Escrow opened. The seller’s agent provided the buyer’s agent a copy of the building permit, which the agent gave to her client. This time, however, the seller’s agent did not advise the buyer to hire a specialist to verify the property’s square feet.

The parties signed a confirmation of the real estate agency relationships. The document explained that the broker, which employed both agents, was the agent of both the buyer and seller.

The parties also signed a disclosure form. The form explained, among other things, that the seller’s agent owed both the buyer and seller a duty to exercise reasonable skill and care and to disclose all known facts material to the value or desirability of the property. The form added that a “dual” agent owes a fiduciary duty to both parties.

Escrow closed. When the buyer prepared to do work on the property, she reviewed the building permit, which listed the livable square feet as 11,050. She asked the seller’s agent to verify that the property had 15,000 square feet of living area.

It is unclear how the seller’s agent responded, but whatever he said did not mollify the buyer. (Not surprising since the property did not have 15,000 square feet of living area.) The buyer then sued both the seller’s agent and the broker, alleging breach of fiduciary duty, intentional misrepresentation, and concealment. 

At trial, the buyer’s expert testified the property’s living area was about 12,000 square feet. The expert for the seller’s agent testified the property was about 14,000 square feet.

At the close of evidence, the trial court found that the seller’s agent did not owe a fiduciary duty to the buyer. The buyer’s remaining claims went to the jury.

The jury ruled against the buyer, finding the seller’s agent did not intentionally misrepresent or conceal material facts. The buyer appealed. The appellate court reversed, finding that the seller’s agent owed a fiduciary duty to the buyer.

The Court of Appeal found that these “dual” agents owed a fiduciary duty to both buyer and seller, even though each nominally only represented one or the other. Further, the duties owed by agents were imputed to their broker.

The seller’s agent argued that, even if the trial court erred by striking the fiduciary duty claim, this error was harmless because the jury found that the seller’s agent did not intentionally conceal or misrepresent material facts.
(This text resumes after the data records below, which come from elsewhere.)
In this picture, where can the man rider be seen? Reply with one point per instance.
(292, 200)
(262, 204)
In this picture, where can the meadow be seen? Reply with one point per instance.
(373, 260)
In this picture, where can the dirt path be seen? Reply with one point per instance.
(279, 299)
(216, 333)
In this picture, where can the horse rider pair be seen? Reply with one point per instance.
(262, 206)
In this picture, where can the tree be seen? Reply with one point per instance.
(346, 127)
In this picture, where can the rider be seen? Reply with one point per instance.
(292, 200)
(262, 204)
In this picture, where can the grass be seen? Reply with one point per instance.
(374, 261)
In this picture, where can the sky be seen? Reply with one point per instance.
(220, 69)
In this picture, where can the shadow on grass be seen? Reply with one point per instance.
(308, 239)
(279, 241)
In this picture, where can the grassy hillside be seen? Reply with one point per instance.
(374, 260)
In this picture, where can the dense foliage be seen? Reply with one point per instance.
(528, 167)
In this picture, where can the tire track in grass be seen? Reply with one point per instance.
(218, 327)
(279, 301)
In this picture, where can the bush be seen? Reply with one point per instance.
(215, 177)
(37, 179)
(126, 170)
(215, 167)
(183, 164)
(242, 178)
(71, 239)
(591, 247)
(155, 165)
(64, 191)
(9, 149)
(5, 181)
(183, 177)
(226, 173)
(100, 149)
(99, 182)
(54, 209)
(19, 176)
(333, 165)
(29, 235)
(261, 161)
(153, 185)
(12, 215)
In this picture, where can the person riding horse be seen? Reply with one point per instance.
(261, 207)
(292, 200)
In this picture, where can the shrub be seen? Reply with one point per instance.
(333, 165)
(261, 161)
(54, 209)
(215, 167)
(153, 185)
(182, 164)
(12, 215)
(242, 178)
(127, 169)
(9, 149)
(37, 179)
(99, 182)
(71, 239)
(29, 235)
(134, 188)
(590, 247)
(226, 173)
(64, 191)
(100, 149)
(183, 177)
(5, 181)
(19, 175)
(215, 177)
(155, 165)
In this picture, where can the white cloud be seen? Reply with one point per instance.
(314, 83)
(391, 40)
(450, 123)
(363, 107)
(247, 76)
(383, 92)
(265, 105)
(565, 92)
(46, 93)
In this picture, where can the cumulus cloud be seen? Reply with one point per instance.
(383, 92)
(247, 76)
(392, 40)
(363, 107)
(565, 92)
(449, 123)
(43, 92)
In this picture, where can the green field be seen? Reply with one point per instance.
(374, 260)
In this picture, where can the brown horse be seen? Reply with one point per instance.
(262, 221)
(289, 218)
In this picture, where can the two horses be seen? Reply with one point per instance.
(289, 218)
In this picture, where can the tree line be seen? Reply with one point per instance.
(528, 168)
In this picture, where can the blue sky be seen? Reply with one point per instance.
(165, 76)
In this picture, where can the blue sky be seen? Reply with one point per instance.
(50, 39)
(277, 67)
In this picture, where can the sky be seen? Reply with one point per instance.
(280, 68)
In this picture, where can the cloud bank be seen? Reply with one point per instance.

The court rejected this argument: Even if the seller’s agent did not intentionally misrepresent or conceal material facts, as a fiduciary, he had an affirmative duty to disclose all material facts. As the court explained:

“The broker as a fiduciary has a duty to learn the material facts that may affect the principal’s decision. He is hired for his professional knowledge and skill; he is expected to perform the necessary research and investigation in order to know those important matters that will affect the principal’s decision, and he has a duty to counsel and advise the principal regarding the propriety and ramifications of the decision. The agent’s duty to disclose material information to the principal includes the duty to disclose reasonably obtainable material information.”

The court found that the seller’s agent breached this duty by failing to communicate to the buyer “all of the material information he knew about the square footage.” The court faulted the seller’s agent for “not even provid[ing] the . . . advice given to other potential purchasers to hire a specialist to verify the square footage.”

The decision highlights the dangers when agents for the same broker represent both buyer and seller. In such a transaction, each agent owes both buyer and seller a fiduciary duty — a duty to act with the highest good faith and undivided service and loyalty — no matter which party the individual agent represents. This duty means that, in addition to not misrepresenting key facts, such as a property’s square footage, an agent must disclose them. This is true even when those facts are uncertain.

Further, the agents’ fiduciary duty is imputed to their broker. If either agent breaches this duty, the broker also is liable.

Given these pitfalls, a broker and its agents must proceed with caution when representing both buyer and seller. Failing to do so can result in a problem worse than not selling the property: lengthy, expensive, and ultimately unsuccessful litigation.